The James A. Haley VA Medical Center is building a canopy of solar panels, seen here in a rendering, over 4 acres of parking lots and hopes to generate 3.6 megawatts of electricity to supply 10 percent of the hospital’s power.
The James A. Haley VA Medical Center is building a canopy of solar panels, seen here in a rendering, over 4 acres of parking lots and hopes to generate 3.6 megawatts of electricity to supply 10 percent of the hospital’s power.
Published Feb. 11, 2012

TAMPA — A $20 million project under way will soon make the James A. Haley VA Medical Center the largest producer of solar energy in Hillsborough.

The hospital is building a canopy of solar panels over 4 acres of parking lots, hoping to generate 3.6 megawatts of electricity — enough to supply 10 percent of the hospital's power.

The project is in its preliminary stages. Workers were pouring concrete into 18-foot-deep holes in two parking lots last week. The concrete will stabilize the steel columns that will hold the panels.

Workers will start installing the panels in about a month, according to plans that aim to complete the project by the end of July.

The solar panels, funded through the VA National Energy Business Center, won't affect the medical center's operating budget, other than oversight of the construction, administrators said.

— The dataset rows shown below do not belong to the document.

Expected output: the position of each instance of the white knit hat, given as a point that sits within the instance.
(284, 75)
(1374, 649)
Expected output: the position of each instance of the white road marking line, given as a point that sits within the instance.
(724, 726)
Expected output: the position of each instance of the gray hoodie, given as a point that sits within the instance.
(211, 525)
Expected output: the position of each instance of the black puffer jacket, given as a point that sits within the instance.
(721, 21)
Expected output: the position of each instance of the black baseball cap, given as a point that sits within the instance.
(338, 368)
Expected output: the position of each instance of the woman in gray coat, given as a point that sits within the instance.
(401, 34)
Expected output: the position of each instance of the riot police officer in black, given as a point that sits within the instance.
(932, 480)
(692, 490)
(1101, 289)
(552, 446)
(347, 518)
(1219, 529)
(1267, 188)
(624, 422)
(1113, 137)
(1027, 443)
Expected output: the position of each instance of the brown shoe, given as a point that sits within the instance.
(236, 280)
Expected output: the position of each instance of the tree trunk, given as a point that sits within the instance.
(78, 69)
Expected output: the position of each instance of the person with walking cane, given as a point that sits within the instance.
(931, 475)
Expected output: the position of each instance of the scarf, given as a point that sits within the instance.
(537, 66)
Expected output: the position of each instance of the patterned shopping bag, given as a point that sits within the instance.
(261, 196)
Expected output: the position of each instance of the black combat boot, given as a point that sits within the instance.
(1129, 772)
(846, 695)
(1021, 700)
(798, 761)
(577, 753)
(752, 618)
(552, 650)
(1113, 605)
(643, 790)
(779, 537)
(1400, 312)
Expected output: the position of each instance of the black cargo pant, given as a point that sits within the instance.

The financial payoff won't come soon, however. It will take 45 years to recoup the cost of the panels, according to Rick Durabb, Haley's energy engineer.

"While it will likely take many years to recover our financial investment in these projects, the multitude of benefits that will be realized through clean energy and other renewable energy projects are most important, said Haley spokeswoman Carolyn Clark. "These benefits include reducing greenhouse gas emissions to improving the quality of the air we breathe. This initiative is good for veterans and good for our environment."

The project is one of more than a dozen at sites for VA hospitals, clinics and national cemeteries aiming to make the government agency "green."

Solar panels have already been installed on rooftops at medical centers in Miami and San Juan, Puerto Rico. Other solar projects are under construction at the Bay Pines VA Medical Center in Pinellas County and at the Viera Outpatient Clinic in Brevard County.

Solar energy has steadily increased as a source of power and today accounts for about 1 percent of the country's power, according to the U.S. Energy Information Administration.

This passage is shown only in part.